Only the following `Cache-Control` response directives, as defined by [section 5.2.2 of RFC 9111](https://www.rfc-editor.org/rfc/rfc9111.html#section-5.2.2), influence Fastly's caching:

* `Cache-Control: public` - Any cache can store a copy of the content. You don't need to add the `public` directive to a response as most content is cacheable by default.
* `Cache-Control: private` - Don't store. This is intended for user-specific content.
* `Cache-Control: max-age=[seconds]` - Caches can store this content for *n* seconds.
* `Cache-Control: s-maxage=[seconds]` - Same as max-age but applies specifically to CDN caches like Fastly.

All other `Cache-Control` directives are ignored and will __not__ influence Fastly's caching, but will be passed through to the browser. Directives ignored by Fastly include, but are not limited to, `Cache-Control: no-cache`, `Cache-Control: no-store`, and `Cache-Control: must-revalidate`. 

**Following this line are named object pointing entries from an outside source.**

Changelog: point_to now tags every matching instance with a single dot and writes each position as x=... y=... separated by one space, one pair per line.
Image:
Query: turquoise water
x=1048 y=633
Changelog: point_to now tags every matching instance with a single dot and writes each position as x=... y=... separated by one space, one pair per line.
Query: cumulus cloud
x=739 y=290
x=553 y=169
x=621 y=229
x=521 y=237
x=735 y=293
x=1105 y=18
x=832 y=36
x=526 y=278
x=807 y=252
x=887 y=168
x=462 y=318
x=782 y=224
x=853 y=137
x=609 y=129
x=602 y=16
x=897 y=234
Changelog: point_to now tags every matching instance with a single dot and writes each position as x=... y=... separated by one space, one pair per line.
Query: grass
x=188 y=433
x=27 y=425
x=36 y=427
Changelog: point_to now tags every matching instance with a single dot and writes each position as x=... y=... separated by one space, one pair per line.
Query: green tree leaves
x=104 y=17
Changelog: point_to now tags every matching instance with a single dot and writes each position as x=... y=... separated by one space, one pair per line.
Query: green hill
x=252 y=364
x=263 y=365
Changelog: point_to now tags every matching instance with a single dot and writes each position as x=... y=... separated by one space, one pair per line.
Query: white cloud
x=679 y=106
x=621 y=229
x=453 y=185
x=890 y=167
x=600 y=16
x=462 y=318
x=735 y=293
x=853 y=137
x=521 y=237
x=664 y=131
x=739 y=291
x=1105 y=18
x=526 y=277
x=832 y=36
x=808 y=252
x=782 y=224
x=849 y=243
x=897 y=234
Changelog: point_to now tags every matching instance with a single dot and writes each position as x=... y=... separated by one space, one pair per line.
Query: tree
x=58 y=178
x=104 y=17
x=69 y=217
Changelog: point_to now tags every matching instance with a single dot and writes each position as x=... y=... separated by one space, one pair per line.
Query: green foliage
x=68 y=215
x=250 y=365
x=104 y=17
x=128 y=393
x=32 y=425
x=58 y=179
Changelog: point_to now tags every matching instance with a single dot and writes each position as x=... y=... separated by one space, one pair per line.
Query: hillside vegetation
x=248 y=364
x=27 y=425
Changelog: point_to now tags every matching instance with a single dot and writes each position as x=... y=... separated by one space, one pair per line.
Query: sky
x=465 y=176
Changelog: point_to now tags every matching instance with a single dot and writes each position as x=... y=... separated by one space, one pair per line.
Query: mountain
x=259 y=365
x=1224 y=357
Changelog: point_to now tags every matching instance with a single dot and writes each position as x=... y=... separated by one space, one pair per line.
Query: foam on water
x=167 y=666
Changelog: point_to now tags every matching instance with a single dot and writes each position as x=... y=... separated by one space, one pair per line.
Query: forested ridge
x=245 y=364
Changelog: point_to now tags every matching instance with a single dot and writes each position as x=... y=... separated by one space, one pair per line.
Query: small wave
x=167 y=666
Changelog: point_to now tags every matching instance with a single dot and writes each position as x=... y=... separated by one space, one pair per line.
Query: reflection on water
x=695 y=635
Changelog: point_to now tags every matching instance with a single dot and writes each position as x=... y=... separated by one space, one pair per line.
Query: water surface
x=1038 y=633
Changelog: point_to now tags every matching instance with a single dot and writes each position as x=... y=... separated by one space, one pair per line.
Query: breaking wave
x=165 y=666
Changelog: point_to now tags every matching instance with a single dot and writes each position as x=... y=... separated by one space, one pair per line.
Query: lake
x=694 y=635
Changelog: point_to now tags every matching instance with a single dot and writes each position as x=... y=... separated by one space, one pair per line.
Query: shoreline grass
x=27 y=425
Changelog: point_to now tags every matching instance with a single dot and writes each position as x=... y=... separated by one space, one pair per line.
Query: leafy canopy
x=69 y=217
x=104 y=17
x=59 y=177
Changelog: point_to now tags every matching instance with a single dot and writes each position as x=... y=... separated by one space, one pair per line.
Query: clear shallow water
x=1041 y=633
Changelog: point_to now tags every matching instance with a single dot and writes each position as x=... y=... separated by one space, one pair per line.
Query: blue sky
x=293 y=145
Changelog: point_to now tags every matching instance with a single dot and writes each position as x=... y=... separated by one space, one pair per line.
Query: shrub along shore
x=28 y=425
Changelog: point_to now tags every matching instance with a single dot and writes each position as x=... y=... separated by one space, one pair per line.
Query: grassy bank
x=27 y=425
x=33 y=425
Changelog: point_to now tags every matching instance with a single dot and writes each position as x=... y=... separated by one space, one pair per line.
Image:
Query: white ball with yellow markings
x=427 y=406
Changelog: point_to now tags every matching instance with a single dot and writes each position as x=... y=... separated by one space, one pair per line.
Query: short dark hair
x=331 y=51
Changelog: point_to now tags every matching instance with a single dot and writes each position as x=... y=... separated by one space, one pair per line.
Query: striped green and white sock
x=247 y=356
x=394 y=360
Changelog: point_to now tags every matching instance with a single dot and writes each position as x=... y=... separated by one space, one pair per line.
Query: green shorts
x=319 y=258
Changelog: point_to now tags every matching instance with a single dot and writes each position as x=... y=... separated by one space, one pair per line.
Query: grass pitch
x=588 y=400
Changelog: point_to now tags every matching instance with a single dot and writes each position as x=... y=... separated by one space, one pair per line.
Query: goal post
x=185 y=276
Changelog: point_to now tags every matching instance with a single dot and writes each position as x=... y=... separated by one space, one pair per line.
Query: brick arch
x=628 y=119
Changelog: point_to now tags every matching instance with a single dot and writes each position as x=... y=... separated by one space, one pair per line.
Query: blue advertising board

For more in-depth information about how Fastly responds to cache control headers and how these headers interact with `Expires` and `Surrogate-Control`, check out our documentation on [HTTP caching semantics](/guides/concepts/cache/cache-freshness).

## `Authorization` header

Requests with an `Authorization` header are considered cacheable by default. To prevent requests with an `Authorization` header from receiving a cached response, refer to the documentation on [HTTP caching semantics](/guides/concepts/cache/cache-freshness/#divergences-from-rfc-9111).

## `Expires` header

The `Expires` header tells caches how long to store a piece of content. The downside is that it's a static date, and if your origin doesn't update it, the date will pass and browsers will start requesting that resource from Fastly every time.

Fastly will respect the `Expires` header value only if your origin doesn't send `Surrogate-Control` or `Cache-Control` headers in the response.